11/25なので、例年のしきたりに従い、三島ネタ;

▼過去記事 11/25
2009年画面で告白 in English、あるいは45歳で隠れること
2008年(無題)
2007年初霜の時期
2006年 うちのこは嫌い

●最近気付いた三島に関すること;

・三島は恩賜の銀時計をもらったことは知っていた(下貼り付けのYouTube内の"木像の様だった"ひろひとさんの思い出を参照)。おいらは勝手に東大法学部の時に三島が恩賜の銀時計をもらったと思い込んでいた。三島が学校秀才であったと。違った。三島が恩賜の銀時計のは目白でだったのだ。つまり学習院の高等科でのことだったのだ。どうせ周りはみんな漢字読めない連中ばっかだったのだろうから(ウソです)、ちょっとの努力でよかったのだろう。

・そして、wikiによると、三島は(旧制)一高を受験するも、落ちたらしい。

東大法学部を出た三島は大蔵省に入省した。でも、別に秀才ちゃんじゃなかったみたいだ。高等文官試験に167人中138位という成績で合格した(wiki)。

ということは、三島は、実は、メリトクラシー(能力主義)・エリートではなかったのだ。一方、祖母"夏子は両親から引き離し、公威に貴族趣味を含む過保護な教育"い、三島を学習院に入れた。でも、平民は平民。アリストクラシー(貴族[世襲]主義)の観点からも残念。

つまりは、平岡公威さん・三島由紀夫は、メリトクラシーとアリストクラシーの半端者なのだ。

・大蔵省に入ったのが昭和23年(1947)。つまりは占領下まっただ中のこと。当時の日本政府は占領軍・GHQの管轄下にあり、占領軍の意向で内政を"代行"するのが業務であった。たとえば、英語ができた宮沢喜一さんの主業務は毎日占領軍・GHQとの折衝であった。これがどんなに嫌なことであったをのちのちまで"愚痴"っていた。

・そんな占領軍の代行業務を行うOccupied Japan政府に三島は好き好んで、しかも成績下位で、就任したのだ。つまりは敗残国家の人間として占領軍の代行業に就いたのだ。三島は「俺は戦後と寝なかった」と豪語したらしいが、どうなんだろう。戦後=占領体制の本丸に出仕を願いでたのではなかったのだろうか? 勝者に取り入り生活する敗者。
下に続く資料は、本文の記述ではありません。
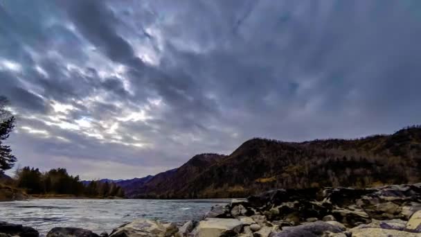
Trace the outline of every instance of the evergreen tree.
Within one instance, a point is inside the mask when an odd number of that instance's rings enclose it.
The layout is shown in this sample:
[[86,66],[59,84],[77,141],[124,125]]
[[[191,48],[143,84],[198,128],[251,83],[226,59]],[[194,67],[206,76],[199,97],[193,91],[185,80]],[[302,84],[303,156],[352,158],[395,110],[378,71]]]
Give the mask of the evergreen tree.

・"勝者に取り入り生活する敗者" は、先の大戦の敗戦後に始まったことではない。明治維新の時(本ブログでは薩長によるニッポン乗っ取り・クーデター)、徳川家臣団は、すなわち三河武士どもは、クーデター勢力とろくに闘うこともせず、服従。その後、新政府への出仕に必死になった。その出仕への径路が明治新政府による学校制度とそれに付随する能力主義(メリトクラシー)である。ここで言いたいことは、現実の武士なんてのは、状況に順応することに窮する集団なのである。何かあったら死をも恐れぬ!というのは本当の武士の実態とは違う、物語としての「武士道」なのだ。


三島の祖母・夏子は永井一族の出らしい。旗本ではなかったらしいが、尾張の家臣団の末裔だ。荷風の永井一族と同族という。荷風の父は尾張の徳川家臣団の出だが新政府に出仕(wiki)。息子の壯吉には一高に入ることを強く求めるも、失敗。学歴貴族になりそこねた壯吉は、荷風となる。「余った三河武士」はどうなるか? 作り話創作者になっただよ。

・そして、平岡公威さん。「余った三河武士」はどうなるか?三島由紀夫になる。作り話創作者になっただよ。そして、パフォーマーにもなった。そして、戯曲作家だけあって、物語としての「武士道」のシナリオをでっちあげて、演じたのであった。

切腹した「余った三河武士」残党。

↓漂流する武士残党;

―若き三河武士のために、裕次郎ポーズを捧げています。―

三島由紀夫 vs 東大全共闘


★博士漂流時代 「余った博士」はどうなるか? 人類に敵対する作り話創作者になっただよ。